William Tidd (1760–1847) was a legal writer and lawyer who practiced as a special pleader.

==Life==
William Tidd was the second son of Julius Tidd, a merchant of the London parish of St Andrew, Holborn. He was admitted to the society of the Inner Temple on 6 June 1782, and was called to the bar on 26 November 1813, after having practised as a special pleader for upwards of thirty years. Among his pupils he numbered three who became lord chancellors—Lyndhurst, Cottenham, and Campbell—and Lord Chief Justice Denman.

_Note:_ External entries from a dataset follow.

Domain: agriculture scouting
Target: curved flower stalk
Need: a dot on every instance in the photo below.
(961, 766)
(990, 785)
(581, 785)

Tidd died on 14 February 1847 in Walcot Place, Lambeth, and was buried at Tillington in Sussex. By his wife Elizabeth he left ten children. She survived him a few months, dying on 21 October 1847. Tidd bequeathed the copyright of the "Practice" to Edward Hobson Vitruvius Lawes, serjeant-at-law.

==Works==
Tidd mostly known for his "Practice of the Court of King's Bench" (London), the first part of which appeared in 1790 and the second in 1794. For a long period it was almost the sole authority for common-law practice. It went through nine editions, the latest appearing in 1828. Several supplements were also issued, which in 1837 were consolidated into one volume. The work was also extensively used in America, where an edition, with notes by Asa I. Fish, appeared in 1856. Tidd was favoured by the approbation of Uriah Heep:

'I am improving my legal knowledge, Master Copperfield,' said Uriah. 'I am going through Tidd's "Practice." Oh, what a writer Mr. Tidd is, Master Copperfield!' (David Copperfield, ch. xii.)

Besides the "Practice", Tidd was the author of:

- Law of Costs in Civil Actions, London, 1792; Dublin, 1793.
- Practical Forms and Entries of Proceedings in the Courts of King's Bench, Common Pleas, and Exchequer of Pleas, London, 1799; 8th ed. 1840.
- Forms of Proceedings in Replevin and Ejectment, London, 1804.
- Forms of Practical Proceedings in the Courts of King's Bench, Common Pleas, and Exchequer of Pleas. The Fifth Edition, corrected, and enlarged, London and Dublin, 1819
- The Act for Uniformity of Process in Personal Actions, London, 1833.

The last four were intended to supplement the "Practice".